“Intervalo doroloso
Tudo me cansa, mesmo o que me não cansa. A minha alegria é tão dolorosa como a minha dor.
Quem me dera ser uma criança pondo barcos de papel num tanque de quinta com um dossel rústico de entrelaçamentos de parreira pondo xadrezes de luz e sombra verde nos reflexos sombrios da pouca água.
Entre mim e a vida há um vidro ténue. Por mais nitidamente que eu veja e compreenda a vida, eu não lhe posso tocar.
Raciocinar minha tristeza? Para quê, se o raciocínio é um esforço? e quem é triste não pode esforçar-se.
Nem mesmo abdico dos gestos banais da vida de que eu tanto queria abdicar. Abdicar é um esforço, e eu não possuo o de alma com que esforçar-me.
Quantas vezes me punge o não ser o manobrante daquele carro, o cocheiro daquele trem! qualquer banal Outro, cujo a vida, por não ser minha, deliciosamente me penetra de eu querê-la e se me penetra até de alheia!
Eu não teria horror à vida como a uma Coisa. A noção da vida como um Todo não me esmagaria os ombros do pensamento.
Os meus sonhos são um refúgio estúpido, como um guarda-chuva contra um raio.
Sou tão inerte, tão pobrezinho, tão falho de gestos e actos.
Por mais que por mim me embranhe, todos os atalhos dos meus sonhos vão dar nas clareiras da angústia.

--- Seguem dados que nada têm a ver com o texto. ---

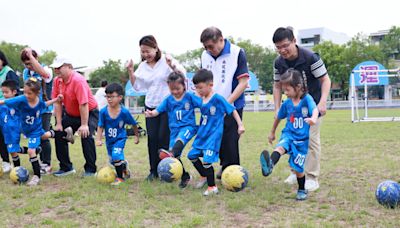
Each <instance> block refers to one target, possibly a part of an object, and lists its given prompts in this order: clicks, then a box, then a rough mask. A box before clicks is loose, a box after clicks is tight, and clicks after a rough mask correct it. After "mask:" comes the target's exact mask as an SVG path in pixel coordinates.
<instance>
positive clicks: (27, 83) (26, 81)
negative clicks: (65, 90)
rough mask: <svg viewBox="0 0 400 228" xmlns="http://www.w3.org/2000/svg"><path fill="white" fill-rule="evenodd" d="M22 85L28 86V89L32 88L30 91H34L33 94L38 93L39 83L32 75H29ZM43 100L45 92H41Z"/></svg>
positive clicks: (37, 94) (39, 86)
mask: <svg viewBox="0 0 400 228" xmlns="http://www.w3.org/2000/svg"><path fill="white" fill-rule="evenodd" d="M24 86H26V87H29V89H30V90H32V92H34V93H35V94H37V95H39V93H40V84H39V82H38V79H37V78H34V77H30V78H28V80H26V81H25V84H24ZM43 100H45V101H47V100H48V99H47V96H46V95H45V93H43Z"/></svg>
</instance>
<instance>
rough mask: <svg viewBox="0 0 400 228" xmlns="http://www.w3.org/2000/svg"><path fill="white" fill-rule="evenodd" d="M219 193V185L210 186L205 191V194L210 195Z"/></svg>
mask: <svg viewBox="0 0 400 228" xmlns="http://www.w3.org/2000/svg"><path fill="white" fill-rule="evenodd" d="M216 194H218V187H217V186H214V187H208V188H207V190H206V191H205V192H204V193H203V196H210V195H216Z"/></svg>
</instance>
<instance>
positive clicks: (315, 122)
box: [304, 118, 317, 126]
mask: <svg viewBox="0 0 400 228" xmlns="http://www.w3.org/2000/svg"><path fill="white" fill-rule="evenodd" d="M304 121H305V122H306V123H308V124H309V125H310V126H312V125H314V124H316V123H317V120H314V119H313V118H305V119H304Z"/></svg>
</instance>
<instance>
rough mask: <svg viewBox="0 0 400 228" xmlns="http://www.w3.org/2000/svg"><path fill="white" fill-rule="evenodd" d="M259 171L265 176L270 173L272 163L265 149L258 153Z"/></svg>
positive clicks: (268, 154)
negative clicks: (259, 162) (259, 167)
mask: <svg viewBox="0 0 400 228" xmlns="http://www.w3.org/2000/svg"><path fill="white" fill-rule="evenodd" d="M260 163H261V171H262V174H263V176H265V177H267V176H269V175H270V174H271V173H272V169H273V168H274V165H273V164H272V160H271V157H270V156H269V152H268V151H267V150H263V151H262V152H261V154H260Z"/></svg>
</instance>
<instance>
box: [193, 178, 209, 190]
mask: <svg viewBox="0 0 400 228" xmlns="http://www.w3.org/2000/svg"><path fill="white" fill-rule="evenodd" d="M206 184H207V177H200V180H199V181H198V182H197V184H196V186H195V188H198V189H199V188H203V187H204V185H206Z"/></svg>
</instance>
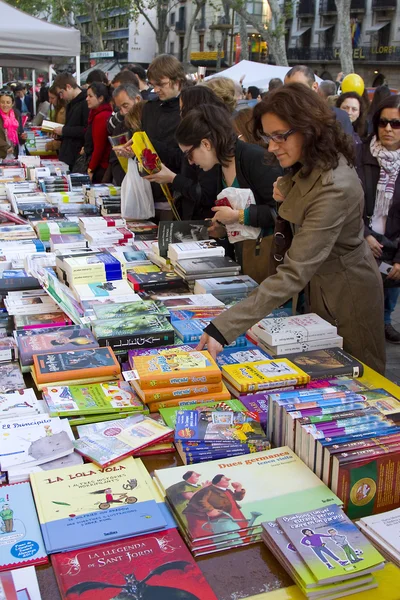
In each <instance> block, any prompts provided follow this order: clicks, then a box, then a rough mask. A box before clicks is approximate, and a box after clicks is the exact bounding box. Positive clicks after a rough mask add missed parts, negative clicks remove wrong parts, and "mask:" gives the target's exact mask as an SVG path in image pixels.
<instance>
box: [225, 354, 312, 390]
mask: <svg viewBox="0 0 400 600" xmlns="http://www.w3.org/2000/svg"><path fill="white" fill-rule="evenodd" d="M222 374H223V376H224V378H225V379H226V380H227V381H228V382H229V383H230V384H232V385H233V386H234V387H235V388H236V389H237V390H239V391H240V392H253V391H257V390H266V389H271V388H276V387H285V386H292V385H303V384H305V383H308V382H309V381H310V377H309V375H307V373H305V372H304V371H302V370H301V369H299V368H298V367H296V365H294V364H293V363H292V362H290V361H289V360H287V359H286V358H283V359H282V358H280V359H276V360H262V361H256V362H252V363H240V364H236V365H223V366H222Z"/></svg>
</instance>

Mesmo eu, o que sonha tanto, tenho intervalos em que o sonho me foge. Então as coisas aparecem-me nítidas. Esvai-se a nevoa de que me cerco. E todas as arestas visiveis ferem a carne da minha alma. Todas as durezas olhadas me magoam o conhece-las durezas. Todos os pesos conhecidos de objetos me pesam a alma dentro.
A minha vida é como se me batessem com ela.’
Fragmento do “Livro do Desassossego” de Fernando Pessoa.